Reagents and conditions: (a) MOMCl, NaH, DMF, 0 °C to rt, 40 min, quant.; (b) t-BuLi, TMEDA, Et2O-THF, −78 to −20 °C, 2 h, 90%; (c) TsOH•H2O, MeOH, reflux, 5 h, quant.; (d) Pb(OAc)4, AcONa, MeNO2, rt, 10 min, 39%; (e) NaBH(OAc)3, B(OAc)3, THF, rt, 30 min, 79%; (f) DIBAL, THF, −78 °C, 10 min then, 6 N HCl, rt, 14 h, quant.; (g) LiAlH4, THF, −60 °C, 2 h, 60% (recovery of SM, 30%); (h) TMSOTf, Et3N, CH2Cl2, 0 °C, 1 h; (i) SeO2, 1,4-dioxane, 50 °C, 20 h (60% from 11); (j) (−)-camphanic acid, WSCI-HCl, 4-DMAP, CH2Cl2, rt, 30 min, 75% (1:1); (k) K2CO3, MeOH, 0 °C, 5 h, 80% for (−)-nidulalin A (1), 76% for (+)-nidulalin A (ent-1).

Full size image

1,2-Reduction of 7 at the C-2 position with DIBAL (in CH2Cl2, −78 °C, 30 min) followed by hydrolysis of methyl vinyl ether (addition of THF, 6 N HCl, rt, 2 h) gave enone 8 (the ORTEP drawing is shown in Scheme 1). The hydride reduction of 8 gave 4-epi-nidulalin A exclusively.12 As the methoxycarbonyl group of 8 covered the α-face of C-4 carbon, hydride attacked the C-4 carbonyl group from the β-face to give the α alcohol (4-epi-nidulalin A). To invert the face selectivity, we set up cis-fused intermediate 10, which would be submitted to hydride addition from the α-face (the convex face) to give β-alcohol 11.
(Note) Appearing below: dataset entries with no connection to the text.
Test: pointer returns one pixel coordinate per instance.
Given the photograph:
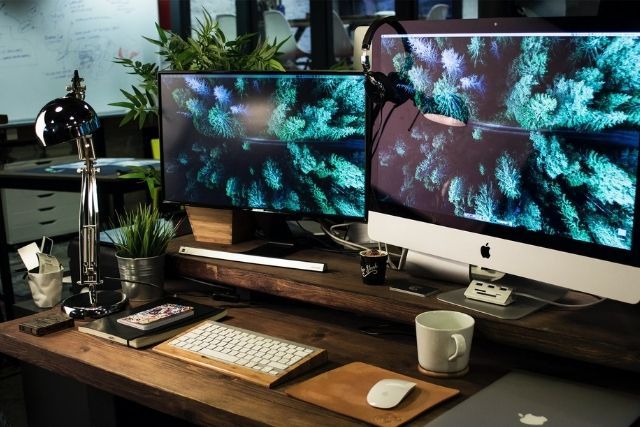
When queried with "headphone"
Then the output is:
(379, 86)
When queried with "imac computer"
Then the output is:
(288, 143)
(538, 179)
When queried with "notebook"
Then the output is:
(526, 399)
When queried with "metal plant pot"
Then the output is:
(146, 277)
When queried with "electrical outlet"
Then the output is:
(489, 292)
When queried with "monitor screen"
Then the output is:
(283, 142)
(545, 169)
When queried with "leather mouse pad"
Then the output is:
(344, 390)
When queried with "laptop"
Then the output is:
(526, 399)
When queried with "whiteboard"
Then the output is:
(43, 41)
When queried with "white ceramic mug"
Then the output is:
(444, 341)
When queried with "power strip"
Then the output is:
(253, 259)
(489, 292)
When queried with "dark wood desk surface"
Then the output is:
(606, 334)
(204, 397)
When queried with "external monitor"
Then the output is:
(289, 143)
(542, 182)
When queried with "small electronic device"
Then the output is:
(389, 392)
(522, 183)
(262, 359)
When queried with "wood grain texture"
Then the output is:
(605, 334)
The cis-fused 9 was derived by 1,4-reduction of the oxidative cyclization product 7. The subsequent regio-selective reduction of C-2 ketone and hydrolysis gave enone 10 whose structure was determined by X-ray crystallography (the ORTEP drawing is shown in Scheme 1). The α-face of 10 was situated as the convex face as expected. Enone 10 was submitted to regio- and stereoselective reduction to afford β-alcohol 11. To avoid reduction at the C-9 position of ketone 10, the reaction mixture was quenched after stirring at −60 °C for 2 h. Dehydrogenation to construct Δ1,9a double bond of nidulalin A was performed in two steps. Treatment of ketone 11 with TMSOTf in the presence of Et3N provided silyl enol ether 12 concomitant with protection of alcohol. Allylic oxidation of 12 proceeded with SeO2 at 50 °C, accompanied by de-O-silylation at position C-4, to give (±)-nidulalin A [(±)−1]. Spectral properties of synthetic (±)−1 were identical with those of natural products including 1H NMR, 13C NMR, IR and MS.1

(±)-Nidulalin A in hand, we next examined resolving the enantiomers with a chiral auxiliary. Esterification of (±)-nidulalin A [(±)−1] with (−)-camphanic acid gave diastereomers separable by silica gel column chromatography. The absolute structures of both isomers were determined by X-ray crystallography (the ORTEP drawing of (4R, 4aS)-nidulalin A ester 13 is shown in Scheme 1). Saponification of camphanic ester of (4R, 4aS)-nidulalin A (13) gave orange crystals of 1, the solution of which showed the optical rotation [α]D24 –570° (c 0.28, CHCl3), levorotatory as the natural nidulalin A12 (orange needles, [α]D25 −463° (c 0.28, CHCl3)). (4S, 4aR)-nidulalin A (ent-1) was also obtained from the other diastereomer 14 by the same procedure as above. (4S, 4aR)-nidulalin A shows the optical rotation [α]D25 +569° (c 0.28, CHCl3), being (+)-nidulalin A. Therefore, (−)-nidulalin A was synthesized to confirm the structure of the natural product.

In conclusion, the first total synthesis of nidulalin A has been achieved. Construction of the stereogenic center at the C-4 position was accomplished through cis-fused tricyclic intermediate 10 to submit the stereospecific reduction. (−)- and (+)-nidulalin A was obtained from (±)-nidulalin A by derivation to (−)-camphanic esters.